“Anoche vino tu papá y me dijo que me extraña que ya me vaya ¿me crees?, me preguntó mamá mientras nos bañábamos.
Claro que te creo ¿cómo está? “Tan guapo como siempre. Traía su camisa azul, esa que tanto me gustaba y que combinaba con sus ojos”.
Hay que apurarnos si quieres hacer toda tu lista de pendientes antes de la carne asada, le dije enjuagando su pelo corto mientras estaba sentada en un banco de plástico en la regadera.
“Me gusta que nos bañemos juntas. ¿Quieres que te cante tu canción? Siempre quiero que me cantes mamá, respondí.

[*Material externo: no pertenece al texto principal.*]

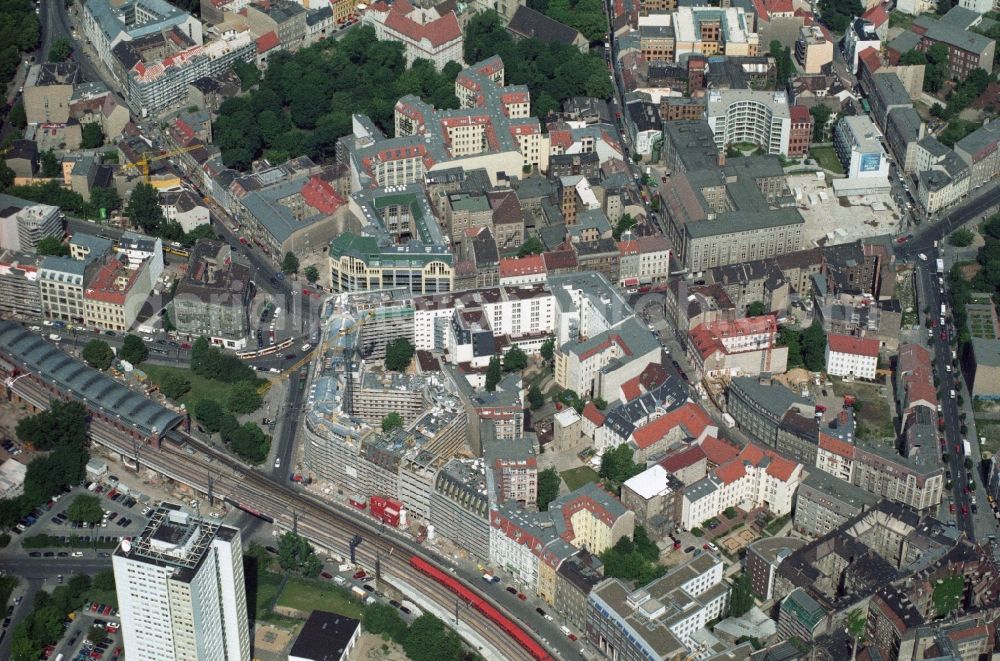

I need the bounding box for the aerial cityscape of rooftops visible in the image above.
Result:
[0,0,1000,659]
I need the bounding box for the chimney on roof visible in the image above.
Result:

“Se llevó mi polla el gavilán pollero, la pollita que más quiero, que me sirvan otra copa cantinero, sin mi polla yo me muero … gavilán, gavilán, gavilán, te llevaste mi polla gavilán, si tú vuelves mi polla para acá yo te doy todito el gallinero…”. - listo mamá, hay que apurarnos-
“De niña me la pedías cientos de veces”, reclamó mi urgencia.

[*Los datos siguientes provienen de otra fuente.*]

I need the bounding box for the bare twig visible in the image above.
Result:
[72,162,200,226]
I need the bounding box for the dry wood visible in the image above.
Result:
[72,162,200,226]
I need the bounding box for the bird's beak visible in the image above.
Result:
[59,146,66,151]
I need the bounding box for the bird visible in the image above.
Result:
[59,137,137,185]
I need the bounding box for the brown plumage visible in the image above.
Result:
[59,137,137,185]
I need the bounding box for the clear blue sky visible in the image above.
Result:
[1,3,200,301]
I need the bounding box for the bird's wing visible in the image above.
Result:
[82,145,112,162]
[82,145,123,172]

Escogí su ropa, la vestí y fuimos a la iglesia del Señor de las Maravillas. Desde niña, cuando me llevaba en vacaciones, me impactaba la figura completa del santo. Era en mi pensar un hombre encerrado en una caja de cristal con la cara más triste que jamás haya visto. “Es muy milagroso. Cuando tengas un problema ven y habla con él, aunque nunca olvides a San Juditas”
En el mercado del Carmen, mientras almorzábamos una cenita de pata ella y yo de milanesa me contó sobre “la visita” de papá.
¿Estás segura que quieres alcanzarlo?, le pregunté con mucha tristeza.
“Por supuesto, lo extraño mucho. Además, yo ya cumplí con ustedes. Estoy agotada”.
Sus palabras me dejaban en claro que se iría pronto y que nada en mi vida volvería a ser igual.
Hicimos carne asada para celebrar lo que ella llamaba su Santo (Sábado de Gloria) aunque en realidad era Viernes Santo.
Estaban mis amigos, los de siempre, esos que desde antes te entregan todo, incluida su solidaridad. Comimos frijoles charros, carne asada y mamá pidió un pedazo de pastel. “No deberías, te hace daño", le dije molesta. “Tú obedece y dame mi pastel”
Apenas y empezaba la celebración cuando quiso subir a su cuarto. Con mucha dificultad le ayudamos a recostarse “te amo mijita”, me dijo sonriendo. “Te amo más mamá”. Descansa para que regreses a la fiesta. ¡Seguro! “No me puedo perder, es mía”.
Casi a las tres de la tarde cuando cerró los ojos, suspiró profundo y murió. Murió como dicen que mueren los más afortunados. Sin dolor, sin escándalos, sin avisar.
Murió frente a mis narices con su mano sobre la mía. Murió dejándome paralizada e inundada de pánico al ver como su cuerpo iba rápidamente cambiando de color. Nunca había visto a un cuerpo desprenderse de la vida de esa manera. Pero no era cualquier cuerpo, era el de mi madre.
Supongo que cumplió su deseo. Supongo que quería ver a mi padre. Supongo que no sabía el dolor que dejaría.
Siempre me lo dio todo; incluso, su último suspiro. ¡Qué cabrona! Era Viernes Santo, el día de la muerte de Jesucristo, pero también de ella.